Question

The polar coordinates of the point whose Cartesian coordinates are (-1, -1) is
  $
  (a){\text{ }}\left( {\sqrt 2 ,\dfrac{\pi }{4}} \right) \\
  (b){\text{ }}\left( {\sqrt 2 ,\dfrac{{3\pi }}{4}} \right) \\
  (c){\text{ }}\left( {\sqrt 2 , - \dfrac{\pi }{4}} \right) \\
  (d){\text{ }}\left( {\sqrt 2 , - \dfrac{{3\pi }}{4}} \right) \\
   $

Answer 1

Hint: In this question convert the given coordinates in the form of (r, $ \theta $ ) where r is the magnitude and $ \theta $ is the angle in polar form.

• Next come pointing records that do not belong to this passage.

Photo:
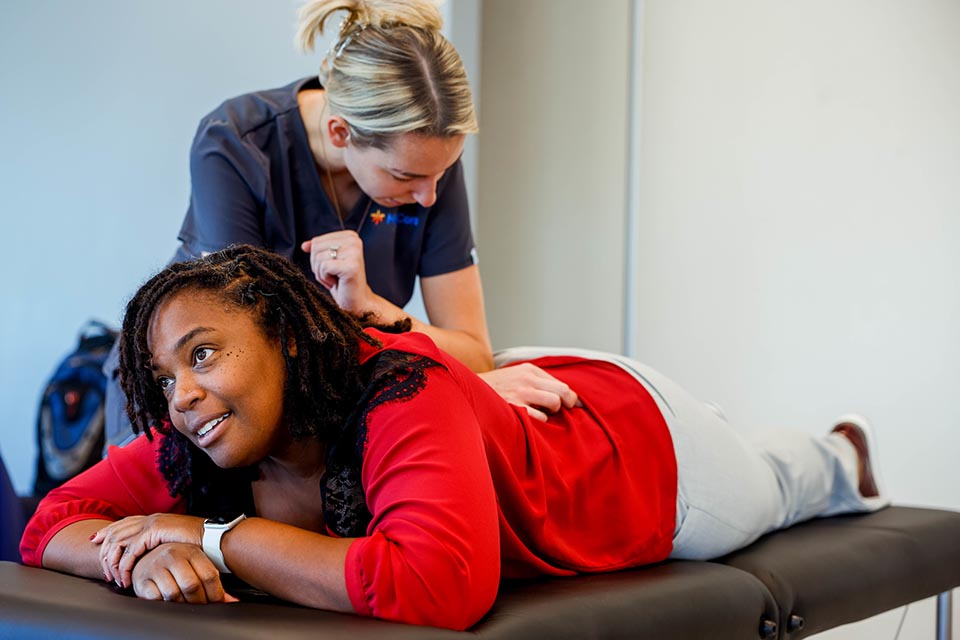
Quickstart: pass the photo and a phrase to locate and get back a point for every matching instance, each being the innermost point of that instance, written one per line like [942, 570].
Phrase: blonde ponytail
[389, 70]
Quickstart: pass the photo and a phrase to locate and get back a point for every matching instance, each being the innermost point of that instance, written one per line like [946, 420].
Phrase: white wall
[553, 172]
[101, 99]
[799, 224]
[800, 218]
[798, 212]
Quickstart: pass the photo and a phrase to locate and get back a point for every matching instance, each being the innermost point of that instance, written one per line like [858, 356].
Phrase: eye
[200, 354]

So consider a position vector of the form $ \vec r = x\hat i + y\hat j $ where angle can be taken out as $ \theta = {\tan ^{ - 1}}\left( {\dfrac{y}{x}} \right) $ , and $ r = \sqrt {{x^2} + {y^2}} $ . This will help approaching the problem.

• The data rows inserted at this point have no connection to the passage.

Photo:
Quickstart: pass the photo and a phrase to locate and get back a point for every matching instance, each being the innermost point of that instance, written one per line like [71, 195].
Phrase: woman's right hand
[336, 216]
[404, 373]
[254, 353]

Complete step-by-step answer:

The pictorial representation of the Cartesian coordinates in the Cartesian plane is shown in the above diagram.
Let the point is P as shown in the figure.
Therefore, P = (x, y) = (-1, -1)
Therefore, x = -1 and y = -1
Now we have to convert these coordinates into the polar coordinates.
Now the polar coordinates is given as (r, $ \theta $ )
Where r is the magnitude and $ \theta $ is the angle in polar form.
And r vector is given as,
  $ \vec r = x\hat i + y\hat j $ Where, $ \hat i $ and $ \hat j $ are the unit vectors along x and y axis respectively.
And $ \theta = {\tan ^{ - 1}}\left( {\dfrac{y}{x}} \right) $
Now substitute the values we have,
  $ \vec r = - \hat i - \hat j $
Now take the magnitude of the above vector we have,
  $ \left| {\vec r} \right| = \left| { - \hat i - \hat j} \right| = \sqrt {{{\left( { - 1} \right)}^2} + {{\left( { - 1} \right)}^2}} = \sqrt {1 + 1} = \sqrt 2 $
  $ \Rightarrow r = \sqrt 2 $
And
  $ \theta = {\tan ^{ - 1}}\left( {\dfrac{{ - 1}}{{ - 1}}} \right) $
Now simplify this we have,
  $ \Rightarrow \theta = {\tan ^{ - 1}}\left( 1 \right) $
Now as we know that $ {\tan ^{ - 1}}\left( 1 \right) = {\tan ^{ - 1}}\left( {\tan \dfrac{\pi }{4}} \right) = \dfrac{\pi }{4} $ but as the given Cartesian coordinates lies in 3rd quadrant as shown in the figure and tan is positive in 3rd quadrant and negative in 2nd quadrant so it is written as
  $ \Rightarrow \theta = {\tan ^{ - 1}}\left( {\tan \left( {\pi + \dfrac{\pi }{4}} \right)} \right) = - {\tan ^{ - 1}}\left( {\tan \left( {\pi - \dfrac{\pi }{4}} \right)} \right) $
  $ \Rightarrow \theta = \left( {\pi + \dfrac{\pi }{4}} \right) = - \left( {\pi - \dfrac{\pi }{4}} \right) $
  $ \Rightarrow \theta = \left( {\dfrac{{5\pi }}{4}} \right) = - \left( {\dfrac{{3\pi }}{4}} \right) $
So the polar coordinates of the given Cartesian coordinates is $ \left( {r,\theta } \right) = \left( {\sqrt 2 , - \dfrac{{3\pi }}{4}} \right) $ .
So this is the required answer.
Hence option (D) is the correct answer.

Note The trick point here was consideration of the fact that the given points are lying on the third quadrant as the x and y coordinates of the given points are both negative and thus the angle obtained has to be taken into the third quadrant only. Since upto $ \pi $ we have the second quadrant so the third quadrant angles can be evaluated.